Everything about the school emulates the college experience. The barebones cafeteria is named “the student union.”
To keep their eyes on the prize, Fuller each year takes a gaggle of students to Stanford University in California, where the 5% acceptance rate is the most exclusive among the four-year U.S. schools, lower than Harvard. “None of our students have ever applied to Stanford,” said Fuller, who also lets them tour UC-Berkeley. “It’s just a part of exposing them to another world.”
Can MCA’s results be replicated and scaled? To do so would mean cloning the MCA culture, which Fuller created over the years with gradual but continuous hands-on involvement.
With total enrollment of 323, no one falls through the cracks, not even the nerds, gamers and introverts, said school principal Judith Parker. Although the school has two counselors on staff, those roles fall equally on the teachers as part of an understanding when they’re hired, Parker said.

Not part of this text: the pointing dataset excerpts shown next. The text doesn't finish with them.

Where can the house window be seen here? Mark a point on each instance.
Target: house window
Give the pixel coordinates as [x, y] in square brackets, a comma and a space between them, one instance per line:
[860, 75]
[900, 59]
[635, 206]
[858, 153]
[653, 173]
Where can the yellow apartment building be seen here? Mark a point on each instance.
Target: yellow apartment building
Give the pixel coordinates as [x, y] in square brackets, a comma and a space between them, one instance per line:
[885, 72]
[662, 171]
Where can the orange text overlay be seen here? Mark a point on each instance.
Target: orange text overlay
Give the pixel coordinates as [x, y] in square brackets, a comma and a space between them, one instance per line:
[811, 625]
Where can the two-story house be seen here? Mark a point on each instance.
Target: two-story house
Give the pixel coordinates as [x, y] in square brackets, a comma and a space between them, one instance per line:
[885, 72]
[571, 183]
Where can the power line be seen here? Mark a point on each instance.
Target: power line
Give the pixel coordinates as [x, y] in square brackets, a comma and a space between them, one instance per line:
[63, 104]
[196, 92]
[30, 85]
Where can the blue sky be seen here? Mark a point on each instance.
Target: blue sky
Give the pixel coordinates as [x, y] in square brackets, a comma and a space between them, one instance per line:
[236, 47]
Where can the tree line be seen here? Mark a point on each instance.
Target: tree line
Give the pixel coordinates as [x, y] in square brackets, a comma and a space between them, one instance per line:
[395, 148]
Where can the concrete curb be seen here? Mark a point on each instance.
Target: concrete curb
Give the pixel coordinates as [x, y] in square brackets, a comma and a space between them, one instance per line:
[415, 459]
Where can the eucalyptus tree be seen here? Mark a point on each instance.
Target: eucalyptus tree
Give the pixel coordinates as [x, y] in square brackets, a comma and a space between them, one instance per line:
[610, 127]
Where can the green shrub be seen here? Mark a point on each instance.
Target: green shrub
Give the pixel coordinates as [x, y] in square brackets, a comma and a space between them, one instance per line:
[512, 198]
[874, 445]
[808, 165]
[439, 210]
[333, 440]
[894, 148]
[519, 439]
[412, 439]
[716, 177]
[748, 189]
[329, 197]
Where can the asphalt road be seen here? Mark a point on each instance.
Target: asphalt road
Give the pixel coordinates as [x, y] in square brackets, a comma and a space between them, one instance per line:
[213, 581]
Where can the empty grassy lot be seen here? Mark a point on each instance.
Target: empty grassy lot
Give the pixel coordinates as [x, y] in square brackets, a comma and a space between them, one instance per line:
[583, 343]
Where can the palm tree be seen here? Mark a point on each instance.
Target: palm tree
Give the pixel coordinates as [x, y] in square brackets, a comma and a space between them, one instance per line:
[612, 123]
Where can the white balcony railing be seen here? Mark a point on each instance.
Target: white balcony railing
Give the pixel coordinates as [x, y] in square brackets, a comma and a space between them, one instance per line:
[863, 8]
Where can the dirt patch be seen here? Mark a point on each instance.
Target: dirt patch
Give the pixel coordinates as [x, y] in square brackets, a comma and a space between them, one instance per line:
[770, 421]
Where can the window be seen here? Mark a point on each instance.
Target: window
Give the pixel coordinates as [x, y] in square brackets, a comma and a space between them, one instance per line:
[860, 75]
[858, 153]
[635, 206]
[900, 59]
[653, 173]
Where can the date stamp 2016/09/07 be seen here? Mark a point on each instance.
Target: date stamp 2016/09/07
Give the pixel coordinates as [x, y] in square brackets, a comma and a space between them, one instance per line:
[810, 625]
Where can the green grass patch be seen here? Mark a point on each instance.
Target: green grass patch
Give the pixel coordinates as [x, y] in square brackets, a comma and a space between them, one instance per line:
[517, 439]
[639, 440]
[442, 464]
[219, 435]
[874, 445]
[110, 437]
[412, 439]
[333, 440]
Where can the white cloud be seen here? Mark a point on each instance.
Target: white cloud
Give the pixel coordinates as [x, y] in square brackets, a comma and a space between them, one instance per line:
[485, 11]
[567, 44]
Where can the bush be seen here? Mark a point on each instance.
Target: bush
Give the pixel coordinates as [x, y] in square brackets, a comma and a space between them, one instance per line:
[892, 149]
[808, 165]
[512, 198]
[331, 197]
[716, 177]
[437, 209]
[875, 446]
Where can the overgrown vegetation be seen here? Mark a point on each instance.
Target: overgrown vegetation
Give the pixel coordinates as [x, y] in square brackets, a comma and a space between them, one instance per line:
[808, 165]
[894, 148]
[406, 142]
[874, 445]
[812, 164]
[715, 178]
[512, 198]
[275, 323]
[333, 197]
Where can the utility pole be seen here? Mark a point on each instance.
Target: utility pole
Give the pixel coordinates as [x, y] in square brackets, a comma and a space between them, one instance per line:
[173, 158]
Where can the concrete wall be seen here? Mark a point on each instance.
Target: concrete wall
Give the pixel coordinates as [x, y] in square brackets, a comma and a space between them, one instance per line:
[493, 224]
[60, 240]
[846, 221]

“You cannot be effective as an urban educator without that,” said language arts teacher Kwame Green. Every day as they arrive and leave, each student passes at least seven faculty or administrators. If facial expressions or body language signals something might be wrong, “they’re pulled aside and asked how they are doing,” Parker said.
“Mistakes are expected, respected and corrected,” said Dean Philip Smith.
Graduates who do punch the ticket of a four-year degree often return. “Even after they graduate, they can talk about life decisions or loans,” Parker said.
Fuller’s students seem to love him even though Fuller otherwise has made himself unpopular at times as an outspoken firebrand who speaks with unnerving candor.
In 1969, he co-founded the Malcolm X Liberation University, an experimental school that stayed open until 1973. In the eighties and nineties, he spearheaded legislation to create Milwaukee’s system of voucher and charter schools, making himself a national figure in the process.
In 1999, Fuller met then-Texas Gov. George W. Bush to discuss school choice reforms. Fuller, who holds degrees from three universities, also founded the Institute for the Transformation of Learning at Marquette University.
At a major conference in late September at the city’s new Fiserv Forum on the topics of “race and trauma,” it was Fuller whose comments got the most reaction.
Fuller told the 1,400 attendees that he respects those who advocate trauma-informed practices but has no patience for those who can’t get beyond lip service.
“Let’s deal with what it means to go to a house where the toilet doesn’t work, where you don’t have a job, where you don’t have health care,” he said. “If we’re not going to eliminate these conditions, let’s quit having these conferences.”